Die Charta der Vereinten Nationen proklamiert das Selbstbestimmungsrecht der Völker im "Grundsatz der Gleichberechtigung und Selbstbestimmung der Völker". Auch die beiden UN-Menschenrechtspakte von 1966 stellen gleich zu Beginn fest: "Alle Völker haben das Recht auf Selbstbestimmung. Kraft dieses Rechts entscheiden sie frei über ihren politischen Status und gestalten in Freiheit ihre wirtschaftliche, soziale und kulturelle Entwicklung."

Das bedeutete z.B. für die Kolonien der europäischen Staaten, dass jedes von einem Kolonialstaat beherrschte Volk das Recht hatte, über sein Schicksal selbst zu entscheiden (Dekolonialisierung, staatliche Unabhängigkeit).

Einschränkungen des Selbstbstimmungsrechts

Ob hingegen auch Völker, die zusammen mit anderen Völkern in einem Staat leben, aufgrund ihres Selbstbestimmungsrecht einen eigenen Staat verlangen und rechtmäßig die Sezession betreiben können, ist eine wesentlich kompliziertere Frage.

Nach herrschender Meinung lässt sich aus dem Selbstbestimmungsrecht der Völker grundsätzlich kein Recht zur Abspaltung und Gründung eines eigenen Staates (Sezession) herleiten.

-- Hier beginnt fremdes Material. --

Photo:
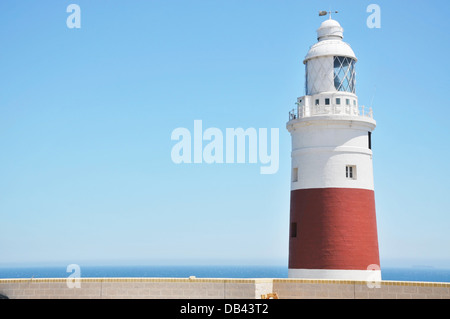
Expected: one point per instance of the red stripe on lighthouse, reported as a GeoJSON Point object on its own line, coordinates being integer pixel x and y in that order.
{"type": "Point", "coordinates": [334, 228]}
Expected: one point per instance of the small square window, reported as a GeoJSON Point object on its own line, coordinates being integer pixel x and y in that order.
{"type": "Point", "coordinates": [293, 230]}
{"type": "Point", "coordinates": [295, 174]}
{"type": "Point", "coordinates": [350, 171]}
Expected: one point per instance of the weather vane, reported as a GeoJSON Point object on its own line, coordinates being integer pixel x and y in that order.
{"type": "Point", "coordinates": [324, 13]}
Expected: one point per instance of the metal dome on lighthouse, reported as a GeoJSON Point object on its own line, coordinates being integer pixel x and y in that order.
{"type": "Point", "coordinates": [333, 231]}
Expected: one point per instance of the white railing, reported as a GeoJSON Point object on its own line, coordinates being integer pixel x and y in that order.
{"type": "Point", "coordinates": [303, 111]}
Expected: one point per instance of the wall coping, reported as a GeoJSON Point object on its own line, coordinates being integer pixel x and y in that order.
{"type": "Point", "coordinates": [223, 280]}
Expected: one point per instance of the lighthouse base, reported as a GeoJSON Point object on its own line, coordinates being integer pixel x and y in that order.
{"type": "Point", "coordinates": [338, 274]}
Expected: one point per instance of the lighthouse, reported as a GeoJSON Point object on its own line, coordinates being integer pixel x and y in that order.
{"type": "Point", "coordinates": [333, 229]}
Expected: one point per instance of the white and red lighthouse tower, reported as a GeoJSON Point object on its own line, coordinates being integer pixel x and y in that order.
{"type": "Point", "coordinates": [333, 229]}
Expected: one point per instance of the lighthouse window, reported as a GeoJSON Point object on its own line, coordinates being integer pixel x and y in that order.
{"type": "Point", "coordinates": [344, 74]}
{"type": "Point", "coordinates": [295, 175]}
{"type": "Point", "coordinates": [350, 171]}
{"type": "Point", "coordinates": [293, 230]}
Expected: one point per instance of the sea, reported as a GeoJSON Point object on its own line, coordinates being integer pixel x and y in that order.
{"type": "Point", "coordinates": [426, 274]}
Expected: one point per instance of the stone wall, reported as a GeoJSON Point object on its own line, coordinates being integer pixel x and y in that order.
{"type": "Point", "coordinates": [199, 288]}
{"type": "Point", "coordinates": [342, 289]}
{"type": "Point", "coordinates": [120, 288]}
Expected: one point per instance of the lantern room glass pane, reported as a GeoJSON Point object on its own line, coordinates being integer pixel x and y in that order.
{"type": "Point", "coordinates": [344, 74]}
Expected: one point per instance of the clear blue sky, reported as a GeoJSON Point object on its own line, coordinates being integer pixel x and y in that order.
{"type": "Point", "coordinates": [86, 117]}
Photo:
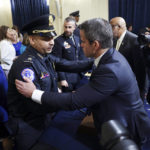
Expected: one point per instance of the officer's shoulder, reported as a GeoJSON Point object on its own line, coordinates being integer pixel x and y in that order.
{"type": "Point", "coordinates": [25, 58]}
{"type": "Point", "coordinates": [61, 37]}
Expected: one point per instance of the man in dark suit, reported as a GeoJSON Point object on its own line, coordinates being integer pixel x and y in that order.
{"type": "Point", "coordinates": [126, 43]}
{"type": "Point", "coordinates": [67, 46]}
{"type": "Point", "coordinates": [29, 120]}
{"type": "Point", "coordinates": [112, 92]}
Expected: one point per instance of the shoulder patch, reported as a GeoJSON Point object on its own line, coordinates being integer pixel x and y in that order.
{"type": "Point", "coordinates": [28, 73]}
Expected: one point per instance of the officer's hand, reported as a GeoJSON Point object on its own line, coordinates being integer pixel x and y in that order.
{"type": "Point", "coordinates": [64, 83]}
{"type": "Point", "coordinates": [25, 88]}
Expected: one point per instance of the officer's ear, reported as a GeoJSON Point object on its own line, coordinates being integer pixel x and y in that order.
{"type": "Point", "coordinates": [97, 45]}
{"type": "Point", "coordinates": [31, 40]}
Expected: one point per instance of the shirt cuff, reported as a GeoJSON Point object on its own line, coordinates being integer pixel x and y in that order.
{"type": "Point", "coordinates": [37, 95]}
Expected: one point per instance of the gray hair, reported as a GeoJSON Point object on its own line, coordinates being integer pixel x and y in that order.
{"type": "Point", "coordinates": [70, 19]}
{"type": "Point", "coordinates": [98, 29]}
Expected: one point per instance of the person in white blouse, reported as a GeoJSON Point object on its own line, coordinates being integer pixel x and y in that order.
{"type": "Point", "coordinates": [7, 51]}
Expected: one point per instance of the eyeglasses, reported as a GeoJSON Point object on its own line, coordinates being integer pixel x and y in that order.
{"type": "Point", "coordinates": [114, 26]}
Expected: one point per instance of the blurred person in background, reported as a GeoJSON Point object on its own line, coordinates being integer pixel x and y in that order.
{"type": "Point", "coordinates": [7, 51]}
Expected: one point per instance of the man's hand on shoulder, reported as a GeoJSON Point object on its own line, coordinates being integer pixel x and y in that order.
{"type": "Point", "coordinates": [25, 88]}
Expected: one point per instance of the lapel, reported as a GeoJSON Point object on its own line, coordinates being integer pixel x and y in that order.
{"type": "Point", "coordinates": [103, 60]}
{"type": "Point", "coordinates": [124, 42]}
{"type": "Point", "coordinates": [38, 56]}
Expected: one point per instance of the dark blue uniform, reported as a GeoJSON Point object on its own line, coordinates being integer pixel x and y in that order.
{"type": "Point", "coordinates": [69, 48]}
{"type": "Point", "coordinates": [28, 118]}
{"type": "Point", "coordinates": [66, 48]}
{"type": "Point", "coordinates": [3, 103]}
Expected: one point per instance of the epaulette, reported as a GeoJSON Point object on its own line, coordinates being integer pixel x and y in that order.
{"type": "Point", "coordinates": [29, 59]}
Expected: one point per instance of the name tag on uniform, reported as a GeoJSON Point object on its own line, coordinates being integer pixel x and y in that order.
{"type": "Point", "coordinates": [44, 75]}
{"type": "Point", "coordinates": [28, 73]}
{"type": "Point", "coordinates": [67, 45]}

Das Selbstbestimmungsrecht könne und müsse innerhalb des Staates seinen Ausdruck finden: also in dem Recht auf die eigene Sprache, auf innerstaatlichen Minderheitenschutz, auf die Respektierung der jeweiligen Kultur und so weiter. Diesem Recht entspricht eine Pflicht der Regierung, die Rechte der Völker auf dem staatlichen Territorium zu achten und zu gewährleisten.

Der Grund für diese Begrenzung des Selbstbestimmungsrechts liegt in dem (gegenläufigen) Prinzip der territorialen Integrität aller Staaten - einer Grundvoraussetzung für halbwegs funktionierende internationale Beziehungen und für ein einigermaßen funktionierendes Völkerrecht. Das Prinzip der Respektierung der territorialen Integrität aller Staaten bedeutet z.B. auch, dass jeder Staat grundsätzlich das Recht hat, gegen separatistische Bestrebungen notfalls auch mit der jeweils erforderlichen Anwendung von polizeilicher oder militärischer Gewalt vorzugehen. Andere Staaten haben nach der UN-Charta die Pflicht, "jede gegen die territoriale Unversehrtheit oder die politische Unabhängigkeit eines Staates gerichtete ... Androhung oder Anwendung von Gewalt" zu unterlassen.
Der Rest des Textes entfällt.